The Office of Sustainability was first introduced to the University of Iowa in 2008, and over the last 8 years their impacts on campus and in the community can be seen in the bikes on the streets, the fuel-conscious cars driven by the university, and every time you step into the lights or heat of a University building. After two years of research and preparation, in 2010 the office of Sustainability in partnership with other state agencies and the EPA, issued a set of ambitious sustainability goals for 2020. With the future near in sight, Liz Christiansen, Director of the Office of Sustainability of the University of Iowa, was happy to share some insight on the hard work done so far to meet those 2020 goals, the challenges the department faces in the next 5 years, and not only the future of sustainability on campus, but the longevity that this organization is aiming for:
Fin & Feather: The Office of Sustainability was created in 2008 with a declaration by then-President Sally Mason to “make Sustainability a central priority of all aspects of our University enterprise” – what are some the milestones the office has reached since then?

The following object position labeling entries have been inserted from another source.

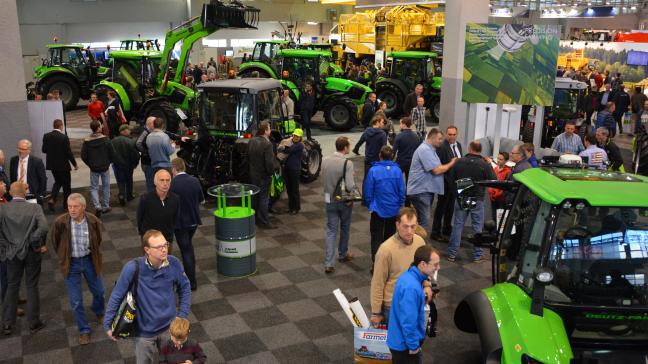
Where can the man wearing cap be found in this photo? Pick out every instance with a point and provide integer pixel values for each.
(292, 170)
(125, 160)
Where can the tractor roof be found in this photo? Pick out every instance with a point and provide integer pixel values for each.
(135, 54)
(412, 54)
(253, 85)
(57, 45)
(303, 53)
(598, 188)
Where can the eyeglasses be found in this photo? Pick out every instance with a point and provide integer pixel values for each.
(160, 247)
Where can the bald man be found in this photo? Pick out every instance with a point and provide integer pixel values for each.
(23, 229)
(158, 209)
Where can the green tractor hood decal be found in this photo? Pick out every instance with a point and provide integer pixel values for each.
(542, 338)
(41, 72)
(254, 64)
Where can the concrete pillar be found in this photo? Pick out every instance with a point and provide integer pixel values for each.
(14, 120)
(458, 13)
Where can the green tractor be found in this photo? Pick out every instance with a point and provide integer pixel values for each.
(227, 116)
(337, 97)
(404, 70)
(71, 70)
(569, 269)
(150, 83)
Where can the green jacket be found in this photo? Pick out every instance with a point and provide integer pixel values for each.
(126, 154)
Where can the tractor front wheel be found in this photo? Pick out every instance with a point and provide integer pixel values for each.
(311, 162)
(164, 110)
(341, 114)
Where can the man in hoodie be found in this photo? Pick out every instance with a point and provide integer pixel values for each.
(126, 159)
(384, 194)
(375, 137)
(97, 153)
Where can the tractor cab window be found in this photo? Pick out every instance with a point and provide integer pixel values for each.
(520, 222)
(599, 256)
(227, 111)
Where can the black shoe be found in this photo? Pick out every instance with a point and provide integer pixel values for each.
(37, 327)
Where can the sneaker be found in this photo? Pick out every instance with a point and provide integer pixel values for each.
(346, 258)
(84, 339)
(37, 326)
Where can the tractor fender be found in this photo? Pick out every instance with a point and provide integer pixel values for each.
(252, 66)
(543, 338)
(474, 314)
(121, 93)
(400, 84)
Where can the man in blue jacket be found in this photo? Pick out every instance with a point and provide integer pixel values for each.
(384, 194)
(375, 137)
(406, 330)
(160, 276)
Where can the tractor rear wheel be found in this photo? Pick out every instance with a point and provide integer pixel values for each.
(341, 114)
(164, 110)
(68, 88)
(311, 162)
(392, 96)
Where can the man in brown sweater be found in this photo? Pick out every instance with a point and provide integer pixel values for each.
(393, 258)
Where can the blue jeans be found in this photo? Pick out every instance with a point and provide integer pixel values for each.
(105, 187)
(148, 175)
(84, 266)
(338, 214)
(460, 217)
(422, 203)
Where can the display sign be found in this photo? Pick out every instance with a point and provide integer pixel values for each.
(510, 64)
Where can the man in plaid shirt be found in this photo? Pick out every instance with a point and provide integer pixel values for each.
(418, 117)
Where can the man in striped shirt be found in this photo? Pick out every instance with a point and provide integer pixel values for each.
(568, 142)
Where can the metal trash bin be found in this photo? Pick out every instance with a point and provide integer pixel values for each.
(235, 229)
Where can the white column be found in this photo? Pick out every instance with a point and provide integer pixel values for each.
(458, 13)
(14, 121)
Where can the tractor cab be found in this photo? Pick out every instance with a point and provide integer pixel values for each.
(139, 45)
(228, 113)
(405, 69)
(569, 270)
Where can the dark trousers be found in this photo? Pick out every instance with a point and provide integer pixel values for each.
(381, 229)
(31, 267)
(291, 177)
(184, 238)
(443, 214)
(62, 179)
(124, 177)
(261, 200)
(404, 357)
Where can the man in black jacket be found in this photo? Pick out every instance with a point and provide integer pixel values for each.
(475, 167)
(368, 109)
(262, 166)
(29, 169)
(97, 153)
(307, 108)
(450, 148)
(56, 147)
(189, 190)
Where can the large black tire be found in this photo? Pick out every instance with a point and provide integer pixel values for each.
(248, 73)
(393, 96)
(67, 85)
(341, 113)
(311, 162)
(164, 110)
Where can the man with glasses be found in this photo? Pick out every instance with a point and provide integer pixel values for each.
(76, 236)
(375, 137)
(406, 330)
(160, 276)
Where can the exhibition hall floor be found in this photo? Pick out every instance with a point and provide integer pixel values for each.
(286, 313)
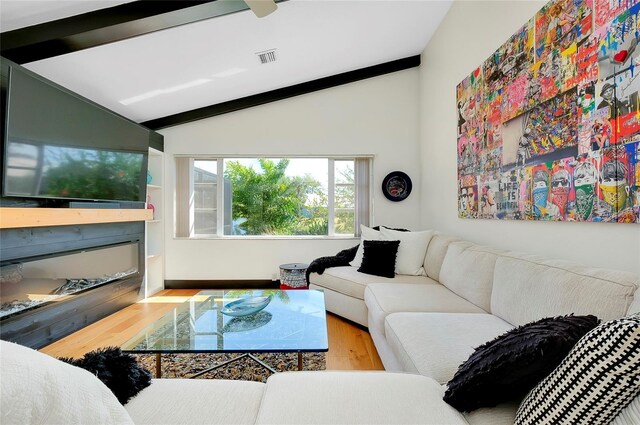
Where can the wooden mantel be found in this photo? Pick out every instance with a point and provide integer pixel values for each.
(11, 218)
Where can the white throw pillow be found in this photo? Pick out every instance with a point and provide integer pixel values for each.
(366, 234)
(412, 249)
(38, 389)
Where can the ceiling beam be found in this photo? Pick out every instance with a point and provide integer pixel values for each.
(108, 25)
(283, 93)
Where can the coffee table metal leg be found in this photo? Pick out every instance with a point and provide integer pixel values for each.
(242, 356)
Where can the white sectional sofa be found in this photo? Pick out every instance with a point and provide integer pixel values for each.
(429, 325)
(424, 327)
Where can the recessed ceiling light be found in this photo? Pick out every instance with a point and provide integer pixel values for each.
(158, 92)
(229, 72)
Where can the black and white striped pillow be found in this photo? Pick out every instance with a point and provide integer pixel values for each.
(597, 379)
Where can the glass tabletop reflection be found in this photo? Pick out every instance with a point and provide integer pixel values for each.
(292, 321)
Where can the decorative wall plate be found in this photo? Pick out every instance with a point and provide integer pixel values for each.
(396, 186)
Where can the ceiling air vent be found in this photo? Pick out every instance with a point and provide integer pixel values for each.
(267, 56)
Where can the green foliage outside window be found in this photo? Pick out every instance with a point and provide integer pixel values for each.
(268, 202)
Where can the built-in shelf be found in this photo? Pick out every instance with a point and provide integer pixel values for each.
(11, 218)
(154, 228)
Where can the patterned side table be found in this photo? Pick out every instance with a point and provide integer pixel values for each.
(292, 276)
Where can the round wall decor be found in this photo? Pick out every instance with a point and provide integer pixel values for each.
(396, 186)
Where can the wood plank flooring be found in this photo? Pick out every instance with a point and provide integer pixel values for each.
(350, 347)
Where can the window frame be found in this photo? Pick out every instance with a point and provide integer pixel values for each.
(219, 235)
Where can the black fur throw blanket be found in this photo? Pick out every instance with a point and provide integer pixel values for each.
(118, 371)
(343, 258)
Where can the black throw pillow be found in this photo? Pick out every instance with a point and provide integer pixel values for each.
(118, 371)
(379, 258)
(509, 366)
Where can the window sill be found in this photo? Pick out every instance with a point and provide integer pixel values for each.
(267, 238)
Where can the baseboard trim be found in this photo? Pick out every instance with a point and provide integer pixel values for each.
(222, 284)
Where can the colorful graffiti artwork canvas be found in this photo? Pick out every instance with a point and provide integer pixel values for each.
(549, 124)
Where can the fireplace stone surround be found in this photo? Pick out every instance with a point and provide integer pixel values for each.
(93, 288)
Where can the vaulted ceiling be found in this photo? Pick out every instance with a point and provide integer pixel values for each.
(148, 74)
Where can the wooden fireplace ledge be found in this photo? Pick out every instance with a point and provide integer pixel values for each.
(11, 218)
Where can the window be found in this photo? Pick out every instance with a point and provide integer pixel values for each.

Liz Christiansen: The first milestone that I can think of is the establishment of our 2020 targets, which took a lot of work and over a year to pull together and embed them onto campus and the community. We made them a ten year target, and that was a really good thing for us to do at the time, not setting the goal so far out, like 2015 or 2030, because that meant if we were serious about achieving those goals we had to make progress every single year, nobody could fall down on their job, nobody couldn’t be doing their work.
One of the next milestones would be incorporating students* into our office. That has been for me the best part of the job, to work with young people who are going on to make a better world. That also leads into the creation of the charter committee, and making the sustainability charter committee a part of the shared governance on campus. We have students, faculty and staff all coming together to make sustainability policy on our campus, which means we have every level represented, and their role is to advise the president. It’s a wonderful collaboration.
Yet another milestone, and there are a lot of them, would be the actual progress that we have made on our 2020 targets and achieving our midterm goals. We’ve made great progress in reducing our energy consumption and we’re below the energy amount we were using in 2010 despite all the growth that is going around on campus. We’ve made our midterm target for renewable energy, and the work that we are doing towards dedicated energy crops is just groundbreaking. It’s all been such a wonderful thing to achieve in five years and the next five years will be even more challenging.
*editor’s note: Past student who have worked for the Office of Sustainability include Chris Page, Truman Scholar recipient & current MPA candidate at Princeton University; and Eric Holthaus who just accepted a position as Sustainability Coordinator for Cedar Rapids.
F&F: The first goal in the 2020 vision includes achieving a net-negative energy consumption growth from 2010, what are some the things that are being done to achieve this lofty goal?
L.C.: A lot of improvements have been made at the power plant to make the plant operate more efficiently. A lot of things that are more visible to people on campus is relighting projects, renovating building systems, and some of those project have a payback of even less than a year. I would say if you have an energy conservation project with a payback of only a few years, and you don’t do it, you’re not managing your money wisely. On top of the financial aspect, a lot of improvements have happened that resulted in more comfortable buildings for occupants, and facilities is moving over towards a different way of managing those assets, to being less reactive and more proactive, and moving to a way of managing the buildings so that they never really fall out of optimal performance. Paying attention to what’s happening to those building assets, and never allowing them to get to a point of wasting energy and being poor performers is essential to meeting our 2020 goal of net-zero energy growth.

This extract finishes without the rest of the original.